Posted by: Thomasina at January 12, 2004 5:37 PM

Adhere to File Locations. Make sure that when your users save documents, your application knows where to put them and also gives users flexibility.

Posted by: Isaac at January 12, 2004 5:38 PM

Dock Animation. Sometimes animating icons in the dock can be useful in communicating the status of the system or application.

Posted by: Alveredus at January 12, 2004 5:38 PM

Clicking an application in the dock should always bring forward an active window. If the user clicks on an open app's icon in the Dock, the application is active and all unminimized windows come along with it. I have found a few problems with windows behaving independently of their application.

Posted by: Anthony at January 12, 2004 5:38 PM

This is the first thing your users see, and probably the single most important visible part of your application. It is the first chance you have at making an impression and the best chance to help establish your brand.

Posted by: Francisca at January 12, 2004 5:38 PM

For example, if you see an AIM window peeking out from behind your browser and you click on it, that window will come to the front, but the main application window will not. The Viewer is another example. The Aqua system of layers works well in many instances, but not in all. Thank goodness that the Dock is always there to come to the rescue. I know that clicking on an application icon in the Dock will always result in not only the application coming to the front, but also any non-minimized windows associated with it. And if the application is active but no windows are open, clicking on the Dock icon should create a new window in that application.

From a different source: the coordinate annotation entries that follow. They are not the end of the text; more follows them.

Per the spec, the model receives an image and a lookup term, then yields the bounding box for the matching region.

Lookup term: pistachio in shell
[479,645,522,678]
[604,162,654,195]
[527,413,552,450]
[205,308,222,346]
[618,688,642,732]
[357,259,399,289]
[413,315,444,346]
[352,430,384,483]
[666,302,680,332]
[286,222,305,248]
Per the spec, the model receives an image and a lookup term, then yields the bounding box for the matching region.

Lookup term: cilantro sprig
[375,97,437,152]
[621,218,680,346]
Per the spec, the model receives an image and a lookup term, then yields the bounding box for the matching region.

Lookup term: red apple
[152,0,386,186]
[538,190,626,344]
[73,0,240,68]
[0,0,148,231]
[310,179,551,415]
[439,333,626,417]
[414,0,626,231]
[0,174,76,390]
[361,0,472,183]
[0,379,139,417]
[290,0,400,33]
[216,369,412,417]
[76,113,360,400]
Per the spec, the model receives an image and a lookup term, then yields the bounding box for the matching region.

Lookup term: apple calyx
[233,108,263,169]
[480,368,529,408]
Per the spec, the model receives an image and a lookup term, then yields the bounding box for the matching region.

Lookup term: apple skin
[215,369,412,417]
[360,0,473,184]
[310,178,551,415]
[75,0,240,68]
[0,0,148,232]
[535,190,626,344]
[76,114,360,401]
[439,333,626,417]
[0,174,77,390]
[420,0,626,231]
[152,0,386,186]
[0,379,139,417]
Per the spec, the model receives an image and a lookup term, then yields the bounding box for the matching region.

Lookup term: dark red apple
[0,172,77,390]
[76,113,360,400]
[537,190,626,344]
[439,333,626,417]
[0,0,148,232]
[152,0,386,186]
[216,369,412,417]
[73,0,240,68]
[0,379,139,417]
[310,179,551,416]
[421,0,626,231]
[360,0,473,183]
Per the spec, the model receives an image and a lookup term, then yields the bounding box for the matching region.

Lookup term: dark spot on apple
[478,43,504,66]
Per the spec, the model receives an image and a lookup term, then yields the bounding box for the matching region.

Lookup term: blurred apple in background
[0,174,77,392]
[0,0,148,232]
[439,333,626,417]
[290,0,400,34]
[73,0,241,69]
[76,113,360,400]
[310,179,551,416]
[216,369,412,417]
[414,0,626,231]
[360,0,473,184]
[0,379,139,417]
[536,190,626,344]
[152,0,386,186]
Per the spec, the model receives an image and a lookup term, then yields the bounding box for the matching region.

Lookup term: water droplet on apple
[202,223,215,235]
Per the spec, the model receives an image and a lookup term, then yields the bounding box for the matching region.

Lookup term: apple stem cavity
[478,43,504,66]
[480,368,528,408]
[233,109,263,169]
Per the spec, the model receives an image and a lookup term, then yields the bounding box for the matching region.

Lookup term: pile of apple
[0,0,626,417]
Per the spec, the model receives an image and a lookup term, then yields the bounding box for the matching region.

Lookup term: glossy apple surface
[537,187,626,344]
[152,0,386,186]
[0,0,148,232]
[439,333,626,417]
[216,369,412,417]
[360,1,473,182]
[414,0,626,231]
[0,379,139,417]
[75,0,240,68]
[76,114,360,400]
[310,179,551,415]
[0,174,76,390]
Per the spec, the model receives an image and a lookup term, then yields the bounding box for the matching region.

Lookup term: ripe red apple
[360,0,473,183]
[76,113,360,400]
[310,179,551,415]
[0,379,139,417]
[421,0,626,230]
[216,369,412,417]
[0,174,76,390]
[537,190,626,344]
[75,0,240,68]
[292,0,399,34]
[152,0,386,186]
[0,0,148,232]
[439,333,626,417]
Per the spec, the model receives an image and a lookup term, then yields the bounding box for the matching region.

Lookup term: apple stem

Posted by: Venetia at January 12, 2004 5:39 PM

You Must Promise. To call your mother, to help old ladies cross the road, and to turn your cell phone off at the movies.

Posted by: Edmund at January 12, 2004 5:39 PM

So far in these articles, I have only dipped a toe or two into Aqua's pool. I have covered basic aspects of building an Aqua-compliant application, including the building of photo-illustrative/3D application icons. Now it's time to address other components of our Mac OS X application.

Posted by: Tristram at January 12, 2004 5:39 PM

The simple fact is that, when all other factors are equal, where will consumers spend their money? I believe that in the long run, the best looking, easiest-to-use applications will also be the most successful. I think that's why Apple encourages developers to write programs that are 100 percent Aqua-compliant.